Given a normal random column vector $\mathbf{x} \sim N(\mu, \Sigma)$, I need the expectation,
$$ E\left[ \exp(\mathbf{xx}^\top)\right]$$
where $\exp(\cdot)$ is element-wise exponential function (not a matrix exponential). Is there a closed form for this expression?
I know that the inner product form has a closed form:
$$ E\left[ \exp(\mathbf{x}^\top A \mathbf{x})\right] = |I - 2A\Sigma|^{-\frac{1}{2}} \exp\left[ -\frac{1}{2} \mu^\top (I - (I - 2A\Sigma)^{-1})\Sigma^{-1}\mu \right]$$
for a real symmetric matrix $A$. Since each element in the resulting expectation is an exponentiated quadratic function, I feel like there should be a closed form solution, but my Matrix-fu is not strong enough.

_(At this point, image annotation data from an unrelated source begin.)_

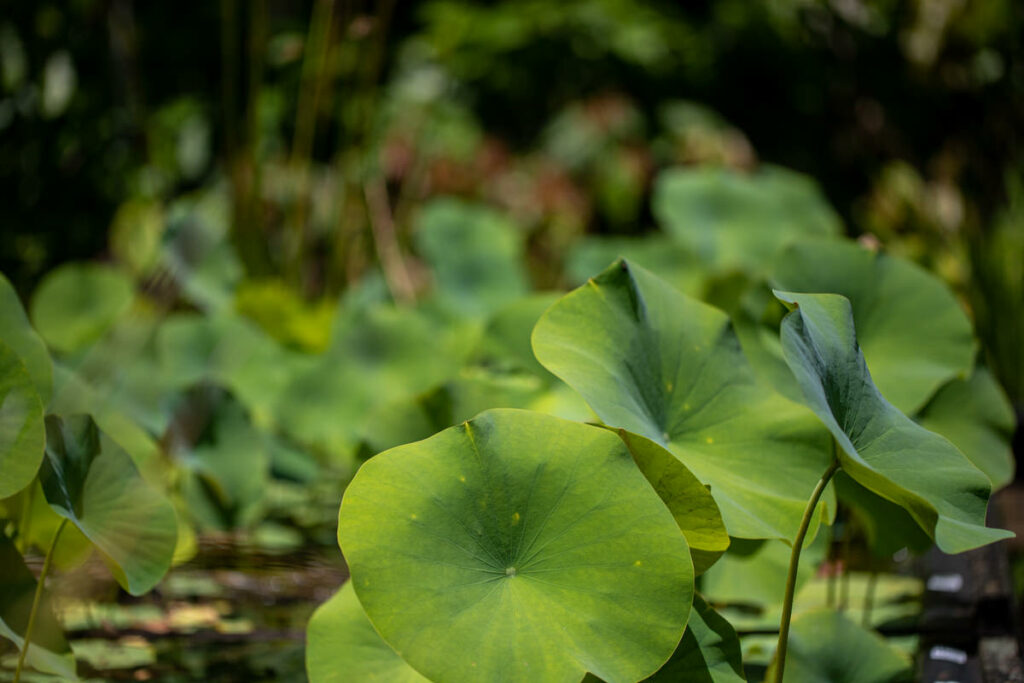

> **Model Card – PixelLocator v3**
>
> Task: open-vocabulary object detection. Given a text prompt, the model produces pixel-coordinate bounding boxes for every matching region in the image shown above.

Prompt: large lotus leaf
[774,241,975,415]
[776,292,1013,553]
[182,394,270,529]
[766,609,913,683]
[0,533,78,681]
[39,415,177,595]
[31,263,134,351]
[652,167,841,273]
[0,341,45,498]
[584,595,746,683]
[0,273,53,405]
[616,429,729,574]
[565,233,709,298]
[918,368,1017,490]
[414,199,528,315]
[338,411,693,683]
[534,262,831,540]
[700,533,829,610]
[306,582,427,683]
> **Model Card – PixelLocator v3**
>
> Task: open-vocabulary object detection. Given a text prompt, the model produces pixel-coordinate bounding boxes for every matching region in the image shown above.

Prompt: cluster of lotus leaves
[321,252,1009,682]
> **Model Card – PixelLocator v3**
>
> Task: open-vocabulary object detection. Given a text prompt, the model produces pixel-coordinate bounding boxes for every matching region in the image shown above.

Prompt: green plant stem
[775,460,839,683]
[14,519,68,683]
[861,569,879,629]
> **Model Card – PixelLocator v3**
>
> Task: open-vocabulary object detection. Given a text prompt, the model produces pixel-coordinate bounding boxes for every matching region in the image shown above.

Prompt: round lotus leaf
[775,292,1013,553]
[774,241,975,415]
[0,342,45,498]
[338,410,693,683]
[32,263,134,352]
[306,582,427,683]
[534,261,835,540]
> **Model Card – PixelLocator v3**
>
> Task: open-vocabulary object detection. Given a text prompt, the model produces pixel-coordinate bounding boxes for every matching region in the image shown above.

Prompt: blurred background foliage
[0,0,1024,680]
[0,0,1024,411]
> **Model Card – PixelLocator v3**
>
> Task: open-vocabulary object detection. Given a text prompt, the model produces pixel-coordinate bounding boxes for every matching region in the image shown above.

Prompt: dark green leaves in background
[40,416,177,595]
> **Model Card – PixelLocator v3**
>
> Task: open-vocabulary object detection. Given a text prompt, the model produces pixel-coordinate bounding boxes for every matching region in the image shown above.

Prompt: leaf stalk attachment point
[774,459,839,683]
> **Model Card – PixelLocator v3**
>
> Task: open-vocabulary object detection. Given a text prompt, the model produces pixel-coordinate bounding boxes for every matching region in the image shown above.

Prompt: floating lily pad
[534,262,835,540]
[774,241,975,415]
[39,415,177,595]
[338,411,693,683]
[306,582,427,683]
[651,166,842,273]
[776,292,1013,553]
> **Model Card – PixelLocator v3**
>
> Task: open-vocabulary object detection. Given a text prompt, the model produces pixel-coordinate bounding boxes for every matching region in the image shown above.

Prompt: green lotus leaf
[306,582,427,683]
[700,533,830,610]
[766,609,913,683]
[834,470,932,558]
[414,198,528,315]
[179,391,270,530]
[918,368,1017,490]
[534,261,834,540]
[776,292,1013,553]
[0,341,46,498]
[584,594,746,683]
[31,263,134,352]
[0,273,53,405]
[338,410,693,683]
[565,233,709,298]
[651,166,842,273]
[774,241,975,415]
[616,429,729,575]
[0,533,78,681]
[39,415,177,595]
[647,595,746,683]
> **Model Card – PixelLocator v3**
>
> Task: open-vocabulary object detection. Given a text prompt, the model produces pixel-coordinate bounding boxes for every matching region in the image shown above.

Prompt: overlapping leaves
[776,292,1013,553]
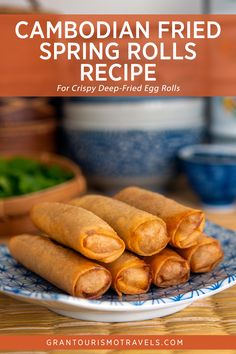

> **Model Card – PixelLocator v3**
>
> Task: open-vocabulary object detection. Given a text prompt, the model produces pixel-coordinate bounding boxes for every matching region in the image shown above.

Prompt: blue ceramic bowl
[178,145,236,208]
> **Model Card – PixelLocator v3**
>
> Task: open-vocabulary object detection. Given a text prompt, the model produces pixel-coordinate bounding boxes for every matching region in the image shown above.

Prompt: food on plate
[115,187,205,248]
[9,235,111,299]
[31,202,125,263]
[145,248,190,288]
[70,195,169,256]
[177,234,224,273]
[105,251,152,296]
[0,156,74,199]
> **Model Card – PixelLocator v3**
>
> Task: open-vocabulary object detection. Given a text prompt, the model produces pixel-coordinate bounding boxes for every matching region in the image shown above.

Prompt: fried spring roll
[177,234,224,273]
[71,195,169,256]
[145,248,190,288]
[9,235,111,299]
[115,187,205,248]
[105,251,152,296]
[31,203,125,263]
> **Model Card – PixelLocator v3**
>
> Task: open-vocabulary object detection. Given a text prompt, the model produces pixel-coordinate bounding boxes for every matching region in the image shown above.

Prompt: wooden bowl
[0,153,86,236]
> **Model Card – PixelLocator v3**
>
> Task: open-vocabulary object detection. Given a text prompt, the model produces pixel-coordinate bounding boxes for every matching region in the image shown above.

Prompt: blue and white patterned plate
[0,222,236,322]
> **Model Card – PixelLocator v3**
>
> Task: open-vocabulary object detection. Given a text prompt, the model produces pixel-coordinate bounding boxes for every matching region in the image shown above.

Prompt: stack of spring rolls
[9,187,223,299]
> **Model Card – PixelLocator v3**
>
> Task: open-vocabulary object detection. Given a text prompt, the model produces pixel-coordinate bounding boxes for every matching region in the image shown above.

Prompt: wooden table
[0,194,236,354]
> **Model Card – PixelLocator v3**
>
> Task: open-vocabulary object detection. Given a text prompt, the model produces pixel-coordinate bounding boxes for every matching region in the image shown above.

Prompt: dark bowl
[178,145,236,207]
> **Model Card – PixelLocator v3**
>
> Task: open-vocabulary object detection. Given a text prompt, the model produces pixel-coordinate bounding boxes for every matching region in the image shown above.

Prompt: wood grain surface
[0,192,236,354]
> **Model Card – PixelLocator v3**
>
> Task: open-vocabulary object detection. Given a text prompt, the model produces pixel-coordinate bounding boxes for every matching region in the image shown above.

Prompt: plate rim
[0,221,236,312]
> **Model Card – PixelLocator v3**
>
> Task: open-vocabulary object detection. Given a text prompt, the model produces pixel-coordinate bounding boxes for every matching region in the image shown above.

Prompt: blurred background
[0,0,236,234]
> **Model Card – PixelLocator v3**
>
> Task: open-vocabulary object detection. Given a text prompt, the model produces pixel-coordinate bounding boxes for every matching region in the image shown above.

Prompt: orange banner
[0,335,236,351]
[0,14,236,96]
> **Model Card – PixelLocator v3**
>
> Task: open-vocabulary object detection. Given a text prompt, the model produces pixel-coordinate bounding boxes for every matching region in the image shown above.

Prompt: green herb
[0,157,74,199]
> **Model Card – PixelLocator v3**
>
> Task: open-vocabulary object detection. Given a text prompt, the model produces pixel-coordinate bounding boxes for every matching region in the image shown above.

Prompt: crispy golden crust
[71,195,169,256]
[105,251,152,296]
[115,187,205,248]
[177,234,224,273]
[145,248,190,288]
[9,235,111,299]
[31,203,125,263]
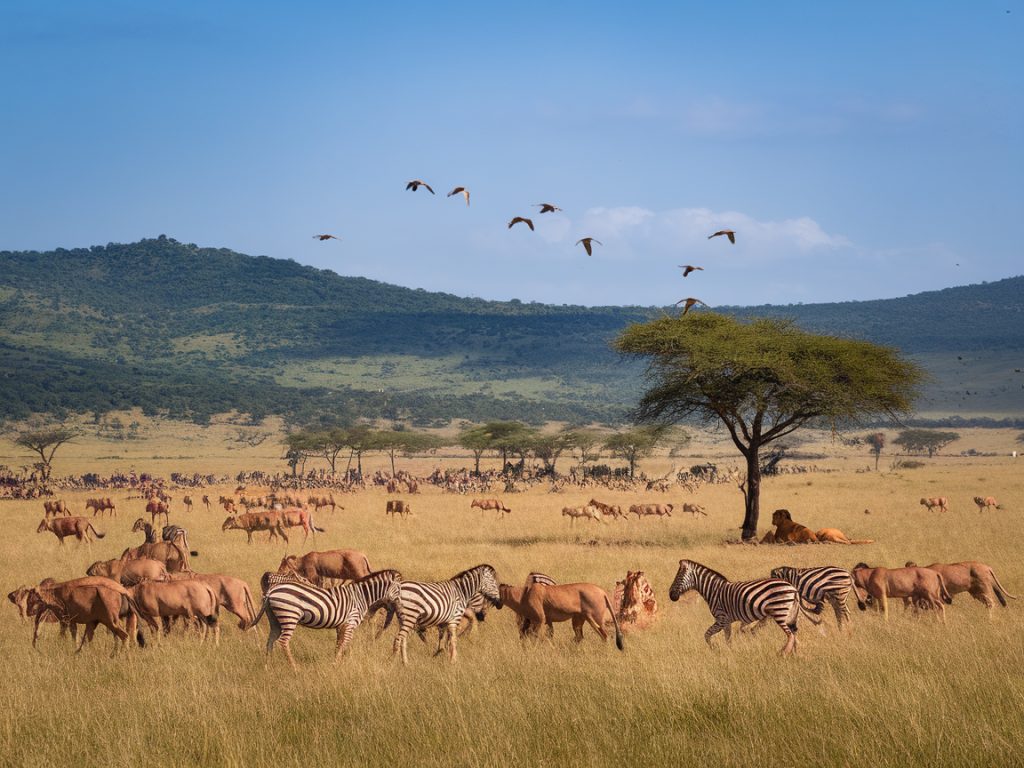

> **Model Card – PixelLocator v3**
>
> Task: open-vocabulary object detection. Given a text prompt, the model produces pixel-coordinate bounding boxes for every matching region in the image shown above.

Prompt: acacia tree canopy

(Context: this result is needed to derive a statistical estimator for a state-space model. Eventually, I need to numerically evaluate this expression.)
EDIT: Note that $$ (\mathbf{xx^\top})_{ij} = \mathbf{x^\top}A\mathbf{x}$$ where $A = \frac{1}{2}(J_{(i,j)} + J_{(j,i)})$, and $J_{(i,j)}$ is a matrix with zeros except a 1 at $(i,j)$. So each entry is computable, but can it be simplified to allow matrix form evaluation?